Tidak biasanya aku bangun sepagi itu, rasanya seperti sebuah prestasi
yang membanggakan. Padahal beberapa menit yang lalu tidurku terganggu oleh
mimpi buruk, adakah aku memiliki salah?
aku belum Sholat Isya.
Pagi itu terasa berbeda sekali, air di dalam bak mandi
terasa lebih dingin dari biasanya, embun lebih sejuk dari biasanya, udara yang
lebih segar dari biasanya, dan tentu kopi yang lebih nikmat dari biasanya. Entah
perasaanku saja yang merasa pagi ini berbeda atau semua orang pun sama, yang
jelas pagi ini adalah waktu yang sangat kunantikan dari dua bulan yang lalu. Karena
bila aku beruntung, aku dapat melihat senyuman terindah yang Tuhan ciptakan
lewat hambaNya. Senyum yang sangat kukenal, senyum yang sangat kurindu, dan
senyum yang sangat ingin kulihat hari ini. Tunggu, mengapa aku tersenyum?.

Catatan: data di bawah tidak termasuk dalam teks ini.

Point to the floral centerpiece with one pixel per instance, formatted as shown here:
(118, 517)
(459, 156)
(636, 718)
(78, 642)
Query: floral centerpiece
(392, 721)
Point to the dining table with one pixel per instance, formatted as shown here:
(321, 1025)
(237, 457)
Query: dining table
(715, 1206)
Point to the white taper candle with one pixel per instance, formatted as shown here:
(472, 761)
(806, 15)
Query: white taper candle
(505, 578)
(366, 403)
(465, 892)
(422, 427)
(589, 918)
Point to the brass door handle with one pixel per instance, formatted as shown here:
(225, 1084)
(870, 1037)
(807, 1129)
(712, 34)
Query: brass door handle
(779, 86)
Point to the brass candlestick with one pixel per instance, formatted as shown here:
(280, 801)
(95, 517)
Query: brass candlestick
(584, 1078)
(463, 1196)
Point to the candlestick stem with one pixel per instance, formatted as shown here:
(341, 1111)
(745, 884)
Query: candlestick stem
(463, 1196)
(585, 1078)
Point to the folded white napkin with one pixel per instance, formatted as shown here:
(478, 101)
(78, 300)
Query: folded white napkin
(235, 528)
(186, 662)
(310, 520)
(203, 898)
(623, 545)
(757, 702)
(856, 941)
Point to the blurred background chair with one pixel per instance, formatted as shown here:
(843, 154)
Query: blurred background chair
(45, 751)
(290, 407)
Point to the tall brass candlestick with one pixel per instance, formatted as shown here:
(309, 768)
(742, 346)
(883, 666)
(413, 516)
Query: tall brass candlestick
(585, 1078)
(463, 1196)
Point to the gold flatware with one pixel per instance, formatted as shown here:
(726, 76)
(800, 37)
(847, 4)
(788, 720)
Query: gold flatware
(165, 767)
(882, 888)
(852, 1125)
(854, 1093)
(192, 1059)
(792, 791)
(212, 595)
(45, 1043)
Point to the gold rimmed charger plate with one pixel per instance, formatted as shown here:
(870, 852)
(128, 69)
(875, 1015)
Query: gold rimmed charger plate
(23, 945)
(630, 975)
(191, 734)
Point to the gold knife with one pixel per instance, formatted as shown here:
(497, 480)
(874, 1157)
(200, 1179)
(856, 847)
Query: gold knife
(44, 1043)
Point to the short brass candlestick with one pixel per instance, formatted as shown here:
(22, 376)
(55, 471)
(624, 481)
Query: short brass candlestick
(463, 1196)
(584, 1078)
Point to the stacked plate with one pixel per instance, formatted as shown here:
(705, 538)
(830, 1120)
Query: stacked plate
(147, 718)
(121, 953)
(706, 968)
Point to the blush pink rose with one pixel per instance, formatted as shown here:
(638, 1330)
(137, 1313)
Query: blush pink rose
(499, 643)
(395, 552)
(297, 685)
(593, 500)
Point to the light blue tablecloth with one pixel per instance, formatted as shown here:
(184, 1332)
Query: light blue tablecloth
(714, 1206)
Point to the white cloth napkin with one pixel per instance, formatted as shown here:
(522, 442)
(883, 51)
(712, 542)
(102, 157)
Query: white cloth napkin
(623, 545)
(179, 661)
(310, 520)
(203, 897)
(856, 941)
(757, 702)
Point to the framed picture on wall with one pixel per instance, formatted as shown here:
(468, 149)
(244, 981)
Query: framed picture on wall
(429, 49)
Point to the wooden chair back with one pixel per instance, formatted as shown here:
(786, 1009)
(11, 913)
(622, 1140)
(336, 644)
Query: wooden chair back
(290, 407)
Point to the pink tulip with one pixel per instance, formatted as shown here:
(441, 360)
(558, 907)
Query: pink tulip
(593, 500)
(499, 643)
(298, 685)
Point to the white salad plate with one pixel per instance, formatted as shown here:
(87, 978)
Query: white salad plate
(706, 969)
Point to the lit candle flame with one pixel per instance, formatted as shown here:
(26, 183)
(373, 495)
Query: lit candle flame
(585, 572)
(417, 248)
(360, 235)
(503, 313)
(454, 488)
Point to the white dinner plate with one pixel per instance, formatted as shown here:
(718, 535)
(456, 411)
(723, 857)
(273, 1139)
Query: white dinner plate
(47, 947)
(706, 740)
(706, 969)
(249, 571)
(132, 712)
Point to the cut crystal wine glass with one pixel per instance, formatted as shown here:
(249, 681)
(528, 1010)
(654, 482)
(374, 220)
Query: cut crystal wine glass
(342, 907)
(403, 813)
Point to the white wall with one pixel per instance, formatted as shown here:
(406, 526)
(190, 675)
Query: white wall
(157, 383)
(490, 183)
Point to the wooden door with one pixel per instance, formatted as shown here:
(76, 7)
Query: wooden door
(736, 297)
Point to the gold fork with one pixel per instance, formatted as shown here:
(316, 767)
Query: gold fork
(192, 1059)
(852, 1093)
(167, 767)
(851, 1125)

Di depan kacaku kukatakan “Aku sudah siap”. Kaos hijau yang
ditutupi kemeja biru, celana panjang coklat muda, ditambah dengan sepatu,
harusnya sudah dapat membuatku menjadi sedikit kasual. Dengan kuda besi ku aku
berlari memecah waktu, tak sabar menanti senyum itu kembali terlihat. Tepat setengah
delapan pagi kumenyapa kampusku, berpapasan menyalami mahasiswa baru, kulanjut berjalan
menghampiri teman-temanku. Seperti biasa kita saling mengejek satu sama lain dan
bergurau, kita semua tertawa, bahagia, dan tersenyum. Sampai saat ini belum
kurasa Dewi Fortuna memihak kepadaku. Aku masih saja bergurau dengan teman-teman
yang lainnya. Menit berlalu berhimpit mengiring detik, waktu kelas sudah tiba. Aku
belum beruntung.
Satu persatu mahasiswa dan mahasiswi mengantri untuk memasuki
ruang kelas yang terasa sempit, antara mereka dan teman-temanku kita saling
menyapa, jiwaku serasa masih tertahan di dekat pintu itu, seperti belum ikhlas
dengan yang terjadi pagi ini hingga pada sepersekian detik ketika beberapa
orang lewat di depanku, dari balik kepala-kepala yang berlalu kumelihat sesuatu
yang membuat jiwaku merasa kembali, sebuah hal yang tentu ku sangatlah kuingat,
sebuah hal yang sedari tadi kutunggu, dan yang membuat jiwaku tersipu. Senyum itu.
Bangku dibelakang terlihat kosong, menarik.., favoritku. Karena
dari bangku sanalah aku mulai mengenal, seraut wajah berisi senyuman. Ku tak menyangka
dapat melihat senyum itu lagi, indah kurasa. Bolehkah aku memilikinya? Bolehkah
aku menjaganya? Bolehkah aku menjadi alasan dari setiap senyumnya?.